Buying cannabis in San Francisco has been supremely easy for a long time. If walking out the door to one of the city's 28 licensed dispensaries was too onerous — or if “your guy” was out of town, or if you were tired of dealing with the dealers on the street — you could pick up the phone and call one of more than 40 weed delivery services.
The problem was that, with a few notable exceptions, these deliveries were all of varying degrees of illegitimacy. Next to none of them had city permits; a few even didn't care if you were a legitimate medical cannabis patient with a recommendation from your doctor.
This mattered beyond a mere obsession with the rules. For the consumer, there was no quality guarantee. (Problems with lab test results aside, a fly-by-night operation is not going to spend time and money testing its stock for mold, pesticides, or other common contaminants.) For the government, this meant lost revenue from dodged sales taxes and permit fees. And for the cannabis “movement” trying to sell itself as a legitimate industry, this meant trying to explain away one more activity too close to drug dealing.
An unlikely character has come to the rescue in the form of Donald Carmignani. Carmignani — a bull of a man with slicked-back hair, meaty fists, and a penchant for gold chains, bowling shirts that Guy Fieri might envy, and Irish whiskey — is the owner of 214 California Street, a small commercial building a few blocks from Market Street in the Financial District.
Last fall, largely based on the premise of legitimizing delivery, city planners gave the OK for 16 coveted medical cannabis dispensary permits at 214 California, the most weed licenses ever awarded in one fell swoop in San Francisco. (Typically, cannabis sales permits are awarded one at a time.)
This means that Carmignani, a multi-generation San Franciscan from the Marina District, has the distinction of being the city's biggest medical marijuana landlord.
As someone who has lived here all his life and had success in business — he sold off a “information management” company before delving into real estate — Carmignani is also tied to the city's power structure. His father, also a property owner, was for years the landlord of Balboa Café in the Marina District, an eatery owned for years by Lt. Gov. Gavin Newsom's PlumpJack Group. (Conveniently, Newsom happens to be a vocal supporter of marijuana legalization — and also happens to be tight with billionaire Sean Parker, who is bankrolling the adult use legalization initiative vying for the November ballot.)

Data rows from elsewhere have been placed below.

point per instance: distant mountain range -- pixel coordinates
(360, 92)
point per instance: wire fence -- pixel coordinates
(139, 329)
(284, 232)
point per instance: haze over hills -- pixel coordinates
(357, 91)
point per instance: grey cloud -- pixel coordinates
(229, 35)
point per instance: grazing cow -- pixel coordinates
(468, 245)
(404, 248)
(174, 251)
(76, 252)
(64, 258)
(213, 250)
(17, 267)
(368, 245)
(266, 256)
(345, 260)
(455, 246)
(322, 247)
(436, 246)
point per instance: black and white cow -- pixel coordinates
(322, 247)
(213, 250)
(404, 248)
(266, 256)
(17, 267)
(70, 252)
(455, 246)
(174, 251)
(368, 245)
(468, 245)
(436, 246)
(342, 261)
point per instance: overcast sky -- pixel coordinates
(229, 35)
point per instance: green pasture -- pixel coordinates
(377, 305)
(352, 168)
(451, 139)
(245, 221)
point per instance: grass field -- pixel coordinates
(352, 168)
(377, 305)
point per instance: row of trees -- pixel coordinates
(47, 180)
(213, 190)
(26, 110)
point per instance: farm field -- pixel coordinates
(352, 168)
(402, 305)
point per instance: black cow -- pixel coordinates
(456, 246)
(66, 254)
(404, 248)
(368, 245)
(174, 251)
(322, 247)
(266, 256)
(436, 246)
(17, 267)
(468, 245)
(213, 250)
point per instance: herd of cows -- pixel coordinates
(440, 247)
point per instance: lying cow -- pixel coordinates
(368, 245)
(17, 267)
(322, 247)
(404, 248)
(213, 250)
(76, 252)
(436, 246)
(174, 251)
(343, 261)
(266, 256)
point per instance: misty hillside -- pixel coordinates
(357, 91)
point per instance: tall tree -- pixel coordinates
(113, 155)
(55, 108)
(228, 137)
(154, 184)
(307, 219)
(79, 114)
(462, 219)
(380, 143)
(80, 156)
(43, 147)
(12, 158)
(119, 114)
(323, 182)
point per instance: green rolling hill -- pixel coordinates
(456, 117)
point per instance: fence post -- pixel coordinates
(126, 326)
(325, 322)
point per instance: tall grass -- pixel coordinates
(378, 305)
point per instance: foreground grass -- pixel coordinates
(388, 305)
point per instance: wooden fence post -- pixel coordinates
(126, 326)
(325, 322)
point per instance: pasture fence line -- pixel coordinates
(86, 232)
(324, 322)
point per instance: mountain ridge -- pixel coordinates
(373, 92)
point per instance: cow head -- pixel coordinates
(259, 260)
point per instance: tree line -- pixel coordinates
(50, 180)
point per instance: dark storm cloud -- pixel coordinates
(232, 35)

Mayor Ed Lee appointed Carmignani to a seat on the city's Fire Commission — where current Board of Supervisors President London Breed served before she was elected to office. He held the post for only four months, until an arrest for felony domestic violence precipitated his resignation. (He pleaded guilty to a misdemeanor charge in the fall, and was sentenced to a fine, probation, counseling, and the surrender of several firearms.)

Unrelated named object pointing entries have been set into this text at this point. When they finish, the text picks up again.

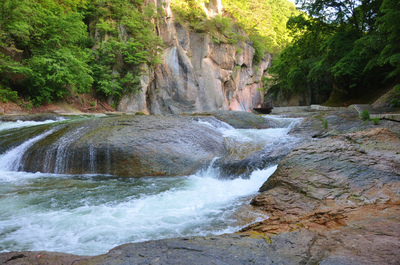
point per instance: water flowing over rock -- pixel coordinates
(198, 74)
(125, 146)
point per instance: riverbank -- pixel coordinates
(333, 200)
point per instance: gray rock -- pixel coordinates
(131, 146)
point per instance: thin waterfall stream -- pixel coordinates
(88, 214)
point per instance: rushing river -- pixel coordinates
(90, 214)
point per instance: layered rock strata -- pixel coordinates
(198, 74)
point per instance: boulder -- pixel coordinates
(344, 191)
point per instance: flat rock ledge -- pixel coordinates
(333, 200)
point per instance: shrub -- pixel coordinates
(394, 103)
(364, 115)
(375, 120)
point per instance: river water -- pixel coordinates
(90, 214)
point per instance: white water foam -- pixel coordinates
(89, 215)
(11, 160)
(199, 205)
(20, 124)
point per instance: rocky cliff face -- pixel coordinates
(197, 74)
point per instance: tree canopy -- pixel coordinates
(53, 48)
(351, 46)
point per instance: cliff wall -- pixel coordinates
(196, 73)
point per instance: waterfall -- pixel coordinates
(11, 160)
(90, 214)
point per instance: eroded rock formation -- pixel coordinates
(198, 74)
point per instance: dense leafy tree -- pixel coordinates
(350, 46)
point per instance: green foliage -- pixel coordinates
(350, 45)
(264, 21)
(7, 95)
(128, 40)
(364, 115)
(395, 102)
(326, 124)
(43, 58)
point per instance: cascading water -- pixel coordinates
(90, 214)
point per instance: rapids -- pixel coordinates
(90, 214)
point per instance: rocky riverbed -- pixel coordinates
(334, 199)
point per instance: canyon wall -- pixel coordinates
(196, 73)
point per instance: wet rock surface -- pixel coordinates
(131, 146)
(344, 189)
(335, 199)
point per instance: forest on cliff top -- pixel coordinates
(349, 47)
(53, 48)
(50, 49)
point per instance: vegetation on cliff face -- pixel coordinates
(52, 48)
(351, 47)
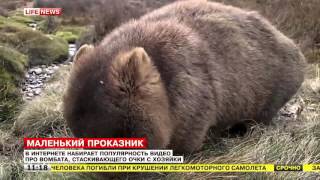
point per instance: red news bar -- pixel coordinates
(42, 11)
(90, 143)
(50, 11)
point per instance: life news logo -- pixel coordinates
(42, 11)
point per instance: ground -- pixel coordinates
(293, 138)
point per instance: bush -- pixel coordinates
(40, 48)
(12, 67)
(70, 33)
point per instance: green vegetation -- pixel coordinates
(12, 67)
(289, 141)
(39, 47)
(70, 33)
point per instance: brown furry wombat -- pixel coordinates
(179, 70)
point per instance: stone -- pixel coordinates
(37, 91)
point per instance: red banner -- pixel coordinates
(89, 143)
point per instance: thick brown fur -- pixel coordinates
(177, 71)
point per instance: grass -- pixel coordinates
(290, 140)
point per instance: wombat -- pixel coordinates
(179, 70)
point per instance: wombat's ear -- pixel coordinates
(134, 69)
(84, 49)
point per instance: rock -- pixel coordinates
(49, 71)
(30, 94)
(37, 91)
(36, 71)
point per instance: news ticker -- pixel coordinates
(124, 155)
(212, 168)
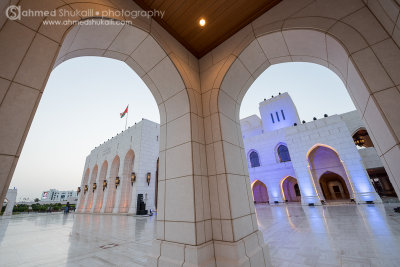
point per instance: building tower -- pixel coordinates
(278, 112)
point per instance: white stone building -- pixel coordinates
(10, 201)
(312, 162)
(56, 195)
(120, 169)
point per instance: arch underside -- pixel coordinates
(344, 37)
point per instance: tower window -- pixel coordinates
(254, 160)
(283, 114)
(283, 153)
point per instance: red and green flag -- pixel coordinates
(125, 112)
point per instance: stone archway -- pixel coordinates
(90, 194)
(207, 158)
(333, 187)
(99, 194)
(290, 189)
(82, 194)
(126, 186)
(111, 191)
(260, 192)
(324, 160)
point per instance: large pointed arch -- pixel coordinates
(322, 159)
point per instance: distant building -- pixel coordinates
(121, 175)
(318, 161)
(56, 195)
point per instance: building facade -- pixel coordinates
(56, 195)
(121, 170)
(314, 162)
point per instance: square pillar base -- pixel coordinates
(249, 251)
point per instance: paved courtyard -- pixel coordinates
(343, 235)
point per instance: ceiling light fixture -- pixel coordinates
(202, 22)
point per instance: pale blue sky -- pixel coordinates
(83, 98)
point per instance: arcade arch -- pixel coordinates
(260, 192)
(91, 191)
(111, 185)
(100, 191)
(290, 189)
(325, 163)
(82, 194)
(333, 186)
(126, 187)
(345, 37)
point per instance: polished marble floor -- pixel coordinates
(348, 235)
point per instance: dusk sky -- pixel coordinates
(83, 98)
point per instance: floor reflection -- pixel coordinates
(350, 235)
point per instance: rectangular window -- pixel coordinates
(283, 114)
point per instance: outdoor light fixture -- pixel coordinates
(104, 184)
(359, 141)
(148, 178)
(202, 22)
(117, 180)
(133, 178)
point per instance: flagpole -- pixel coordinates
(126, 121)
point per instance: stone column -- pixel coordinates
(119, 189)
(105, 193)
(11, 198)
(237, 240)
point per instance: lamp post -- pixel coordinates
(117, 181)
(104, 184)
(148, 178)
(133, 178)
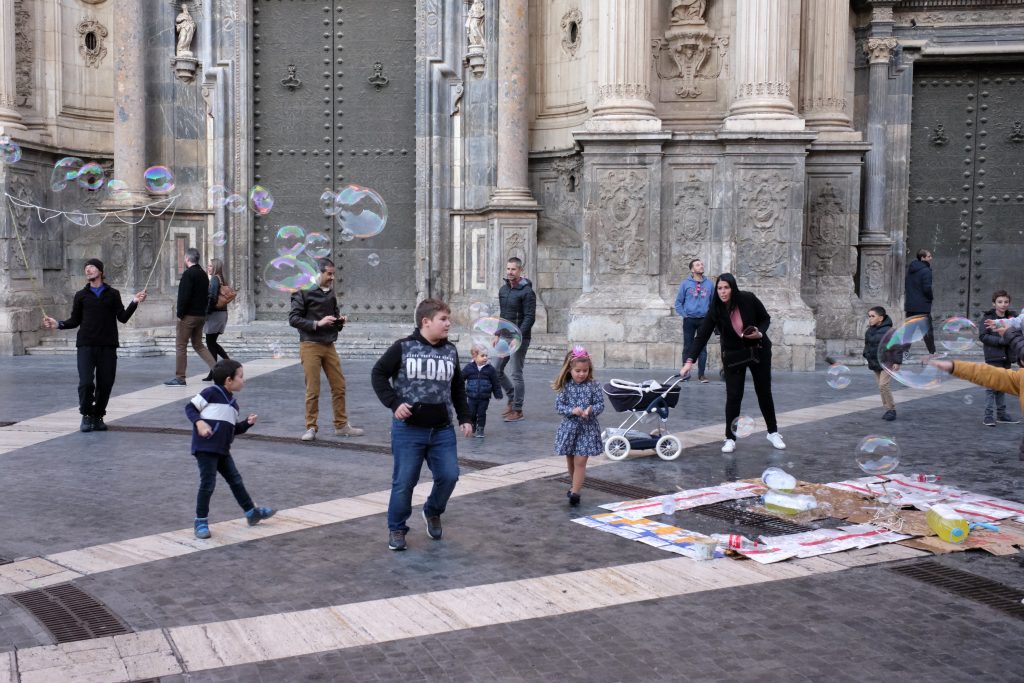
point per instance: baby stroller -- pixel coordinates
(639, 400)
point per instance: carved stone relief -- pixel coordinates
(624, 215)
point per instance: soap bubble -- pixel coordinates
(91, 176)
(957, 335)
(260, 200)
(878, 455)
(10, 153)
(287, 273)
(361, 211)
(329, 204)
(290, 241)
(118, 190)
(64, 171)
(838, 377)
(742, 426)
(317, 245)
(498, 336)
(217, 196)
(903, 354)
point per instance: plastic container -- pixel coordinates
(947, 523)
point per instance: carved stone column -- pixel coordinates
(762, 98)
(624, 68)
(9, 116)
(824, 55)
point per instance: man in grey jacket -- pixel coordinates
(314, 313)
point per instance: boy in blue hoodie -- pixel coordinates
(214, 414)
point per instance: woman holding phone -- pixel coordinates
(742, 324)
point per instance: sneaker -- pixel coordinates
(396, 540)
(202, 527)
(433, 525)
(349, 430)
(256, 515)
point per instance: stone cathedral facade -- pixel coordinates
(809, 146)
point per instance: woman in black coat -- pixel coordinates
(742, 324)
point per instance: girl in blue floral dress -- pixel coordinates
(580, 400)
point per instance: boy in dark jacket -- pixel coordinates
(879, 324)
(996, 354)
(481, 383)
(214, 414)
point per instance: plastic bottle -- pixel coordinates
(947, 523)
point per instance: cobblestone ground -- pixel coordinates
(138, 479)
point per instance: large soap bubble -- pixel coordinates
(498, 336)
(360, 211)
(878, 455)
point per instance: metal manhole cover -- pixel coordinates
(70, 614)
(966, 585)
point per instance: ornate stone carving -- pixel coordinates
(879, 50)
(623, 241)
(571, 32)
(92, 35)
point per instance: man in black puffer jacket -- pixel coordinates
(95, 311)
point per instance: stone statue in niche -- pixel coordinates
(185, 27)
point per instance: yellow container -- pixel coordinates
(947, 523)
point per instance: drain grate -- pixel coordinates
(733, 512)
(966, 585)
(69, 613)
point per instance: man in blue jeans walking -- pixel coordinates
(691, 304)
(416, 379)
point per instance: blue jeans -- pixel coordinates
(410, 447)
(690, 327)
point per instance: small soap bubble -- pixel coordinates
(91, 176)
(317, 245)
(878, 455)
(260, 200)
(290, 241)
(500, 337)
(838, 377)
(742, 426)
(361, 211)
(159, 179)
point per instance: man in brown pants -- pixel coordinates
(314, 313)
(194, 293)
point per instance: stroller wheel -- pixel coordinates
(616, 447)
(669, 447)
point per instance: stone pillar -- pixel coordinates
(9, 116)
(824, 58)
(762, 98)
(624, 69)
(129, 98)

He was not present when 214 California Street was approved by the Planning Commission, largely on the grounds that licensed delivery services would do away with the unpermitted ones and thus be a civic benefit.
But if it will be good for the city, it will be very good for Carmignani — who has managed to secure a commodity, the license to sell weed in San Francisco, at a time of peak demand. And he doesn't have just one, either. Carmignani is the landlord for 16 medical cannabis dispensary permits, which he can rent out at market rate.

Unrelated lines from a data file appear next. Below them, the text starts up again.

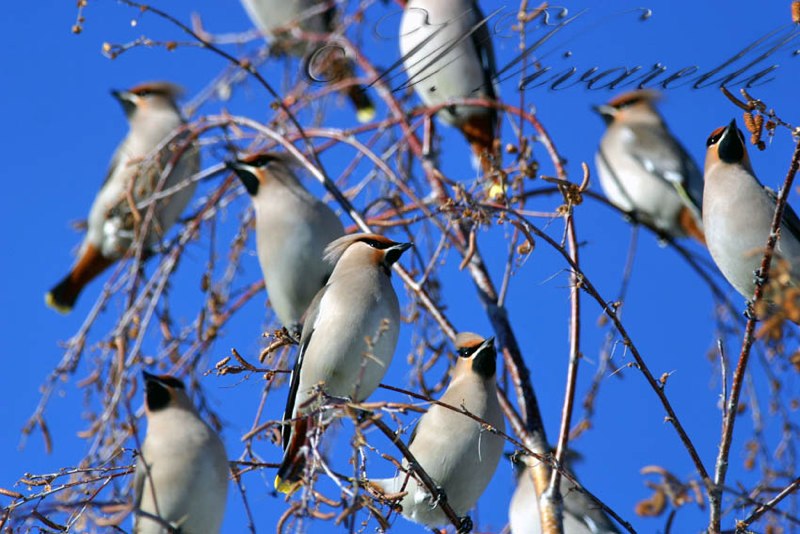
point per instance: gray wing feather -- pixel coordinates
(790, 218)
(309, 319)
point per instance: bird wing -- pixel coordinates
(309, 322)
(580, 509)
(790, 218)
(662, 156)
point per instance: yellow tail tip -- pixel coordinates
(366, 114)
(497, 191)
(51, 302)
(286, 487)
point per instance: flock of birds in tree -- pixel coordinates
(334, 292)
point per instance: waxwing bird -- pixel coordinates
(448, 55)
(276, 18)
(738, 212)
(357, 305)
(132, 177)
(182, 472)
(581, 515)
(645, 171)
(292, 230)
(452, 448)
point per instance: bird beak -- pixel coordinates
(730, 147)
(394, 252)
(605, 111)
(246, 174)
(485, 361)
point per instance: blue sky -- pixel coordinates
(62, 126)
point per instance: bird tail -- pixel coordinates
(63, 295)
(290, 473)
(365, 109)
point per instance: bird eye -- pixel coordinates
(713, 139)
(627, 103)
(172, 382)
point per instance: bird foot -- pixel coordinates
(758, 278)
(749, 311)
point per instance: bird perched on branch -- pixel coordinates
(738, 212)
(324, 61)
(455, 450)
(134, 175)
(447, 53)
(292, 230)
(581, 515)
(348, 341)
(181, 475)
(645, 171)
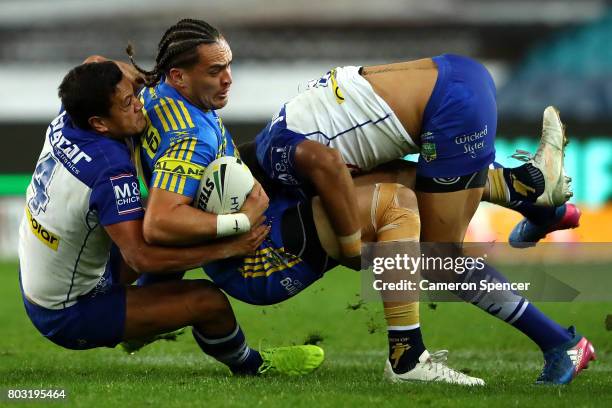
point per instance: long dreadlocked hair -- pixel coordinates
(177, 48)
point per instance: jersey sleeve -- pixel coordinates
(179, 168)
(115, 195)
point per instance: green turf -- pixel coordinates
(177, 374)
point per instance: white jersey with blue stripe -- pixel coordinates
(82, 182)
(342, 111)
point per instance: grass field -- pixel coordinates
(177, 374)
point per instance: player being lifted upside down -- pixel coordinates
(190, 81)
(444, 108)
(81, 236)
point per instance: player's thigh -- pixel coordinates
(398, 171)
(445, 216)
(171, 305)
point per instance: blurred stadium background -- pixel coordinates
(539, 52)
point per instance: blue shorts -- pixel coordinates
(97, 319)
(460, 120)
(290, 259)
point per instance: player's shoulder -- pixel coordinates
(174, 117)
(85, 153)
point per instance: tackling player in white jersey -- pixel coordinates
(84, 214)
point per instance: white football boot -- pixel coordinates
(432, 367)
(549, 160)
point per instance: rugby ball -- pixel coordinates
(225, 184)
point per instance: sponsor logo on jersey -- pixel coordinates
(43, 234)
(179, 167)
(337, 91)
(446, 181)
(65, 150)
(282, 165)
(324, 82)
(127, 193)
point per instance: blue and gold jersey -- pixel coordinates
(180, 141)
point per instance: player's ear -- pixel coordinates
(176, 77)
(98, 124)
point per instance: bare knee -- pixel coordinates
(207, 302)
(406, 198)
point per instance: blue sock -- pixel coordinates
(543, 331)
(514, 309)
(232, 351)
(405, 347)
(525, 183)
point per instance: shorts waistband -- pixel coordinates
(444, 70)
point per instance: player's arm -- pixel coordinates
(143, 257)
(171, 220)
(325, 169)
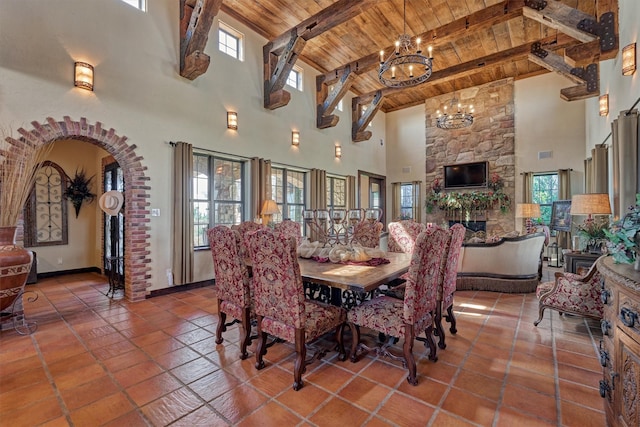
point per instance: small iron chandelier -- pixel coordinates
(404, 68)
(459, 119)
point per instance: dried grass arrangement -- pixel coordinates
(19, 162)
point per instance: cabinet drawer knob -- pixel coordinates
(628, 316)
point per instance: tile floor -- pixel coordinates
(100, 361)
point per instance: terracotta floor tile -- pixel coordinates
(470, 407)
(338, 409)
(137, 373)
(151, 389)
(578, 415)
(530, 402)
(272, 414)
(104, 410)
(405, 411)
(239, 401)
(366, 393)
(89, 392)
(171, 407)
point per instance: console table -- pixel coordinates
(620, 344)
(575, 260)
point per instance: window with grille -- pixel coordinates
(218, 186)
(288, 190)
(545, 192)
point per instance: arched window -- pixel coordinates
(45, 214)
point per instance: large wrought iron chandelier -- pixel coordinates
(457, 117)
(405, 68)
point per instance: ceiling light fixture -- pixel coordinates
(461, 118)
(404, 68)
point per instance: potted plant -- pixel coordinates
(19, 162)
(624, 237)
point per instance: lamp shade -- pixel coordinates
(590, 204)
(528, 210)
(269, 207)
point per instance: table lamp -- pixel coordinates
(528, 211)
(269, 208)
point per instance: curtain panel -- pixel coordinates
(182, 213)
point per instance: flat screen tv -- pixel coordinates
(465, 175)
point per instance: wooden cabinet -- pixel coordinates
(620, 345)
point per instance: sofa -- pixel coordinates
(511, 264)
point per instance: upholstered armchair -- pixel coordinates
(280, 306)
(367, 233)
(572, 293)
(406, 318)
(403, 235)
(448, 288)
(289, 228)
(233, 285)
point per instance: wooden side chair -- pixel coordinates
(232, 283)
(403, 235)
(280, 305)
(447, 287)
(572, 293)
(415, 313)
(289, 228)
(367, 233)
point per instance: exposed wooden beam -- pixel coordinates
(477, 21)
(281, 53)
(326, 102)
(363, 109)
(196, 17)
(561, 17)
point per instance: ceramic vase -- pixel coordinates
(15, 264)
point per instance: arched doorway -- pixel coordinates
(136, 257)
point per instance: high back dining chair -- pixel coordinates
(403, 235)
(447, 288)
(289, 228)
(367, 234)
(232, 282)
(280, 306)
(415, 313)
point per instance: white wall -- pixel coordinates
(139, 93)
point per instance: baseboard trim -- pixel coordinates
(181, 288)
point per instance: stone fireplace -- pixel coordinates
(490, 138)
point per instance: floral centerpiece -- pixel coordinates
(469, 202)
(624, 237)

And market rate for a license to sell marijuana via delivery? According to people who have had dealings with Carmignani: up to $1 million just to get in the door, and from $7,000 to $10,000 a month in rent. And that's just for a single permit.
Neither Carmignani nor his attorney, Brendan Hallinan, would comment on the financials. But the opportunity they're offering seems to be in demand: Records show that of the 16 permits available, seven delivery services operating out of 214 California received provisional dispensary permits from the Department of Public Health in December. They can begin delivering marijuana when the final buildout on the property is completed, which will be sometime in the next few months, Hallinan told SF Weekly.
For his client, this was a bit of a gamble. Carmignani bought the building in 2011, at the depths of the recession, and managed to hang onto the property despite it falling into default twice, records show.
“He had the building vacant for four years — that's how long it took to get this thing done,” Hallinan said. As for the sky-high rental prices, “he's letting the market dictate.”
And the market has never been higher. Legalization might be around the corner, but moreover, under the recently passed state regulations governing cannabis — the Medical Marijuana Regulation and Safety Act — any business in operation now will have priority for a state license, which will be required starting in 2018.
And getting a license in San Francisco is notoriously hard. If you're a delivery service, you may have no other option than to go through Carmignani, San Francisco's new medical marijuana don.